Gene expression profile at single embryo level of 0-3h old hybrid Drosophila embryos

We used single-embryo RNA-sequencing (RNA-seq) to characterize early zygotic gene expression in Drosophila. To assess the accurate transcriptional activation for zygotic genes, we analyze the paternal allele expression as embryos initially contain trace amounts of paternal mRNAs delivered by the sperm. For this purpose, we used two genetically different lines from the Drosophila Genetic Reference Panel (DGRP) with known genetic variations in our crosses (males/DGRP_352, females/DGRP_737). The data provide a continuous timeline of transcript levels and allele-specific gene expression during early development (≤ 3 hours) in Drosophila melanogaster. Deposited RNA-seq data is part of a multi-'omics approach and prior metabolite extraction was performed in each sample.
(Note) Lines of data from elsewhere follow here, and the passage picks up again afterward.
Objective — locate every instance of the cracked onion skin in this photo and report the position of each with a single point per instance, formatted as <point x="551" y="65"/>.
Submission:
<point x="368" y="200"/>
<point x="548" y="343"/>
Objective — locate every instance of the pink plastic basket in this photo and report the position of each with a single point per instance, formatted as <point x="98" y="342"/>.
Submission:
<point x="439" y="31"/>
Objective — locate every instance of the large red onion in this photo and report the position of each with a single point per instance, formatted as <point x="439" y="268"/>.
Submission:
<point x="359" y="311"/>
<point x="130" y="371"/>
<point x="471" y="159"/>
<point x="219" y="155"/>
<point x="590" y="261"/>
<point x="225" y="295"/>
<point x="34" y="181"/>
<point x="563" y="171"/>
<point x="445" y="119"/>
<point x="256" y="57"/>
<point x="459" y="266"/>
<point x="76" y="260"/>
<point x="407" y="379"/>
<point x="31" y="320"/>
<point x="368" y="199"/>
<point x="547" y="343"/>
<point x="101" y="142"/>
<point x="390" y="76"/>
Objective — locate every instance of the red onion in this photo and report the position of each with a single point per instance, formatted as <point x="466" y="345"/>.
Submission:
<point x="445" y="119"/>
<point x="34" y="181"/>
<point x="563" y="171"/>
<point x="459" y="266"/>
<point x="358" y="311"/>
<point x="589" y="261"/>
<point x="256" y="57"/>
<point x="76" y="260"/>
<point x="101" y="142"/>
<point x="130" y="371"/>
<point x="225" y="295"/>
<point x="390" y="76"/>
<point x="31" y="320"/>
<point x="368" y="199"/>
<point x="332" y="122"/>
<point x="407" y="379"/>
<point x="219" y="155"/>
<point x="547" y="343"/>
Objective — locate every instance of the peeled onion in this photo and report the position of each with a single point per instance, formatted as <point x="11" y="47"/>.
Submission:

RNA from single Drosophila embryos was isolated and used for library preparation by a modified CelSeq2 single-cell RNA-seq protocol. Next, we performed pseudo-temporal analysis on the single-embryo RNA-seq data to get a high-resolution, time-resolved picture of transcriptional events during early embryonic development. To get allele-specific gene expression, we performed variant calling on the hybrid offspring by a modified GATK’s workflow retaining only known and biallelic SNPs annotated to a single gene. Finally, we match our pseudo-time analysis with the allele-specific gene expression in each embryo. Note: the normalized reads in pseudo-time order that are provided as supplementary file include 8 unfertilized eggs (prefix U) which should be excluded when exclusively analyzing embryo development (n=245 embryos, prefix E).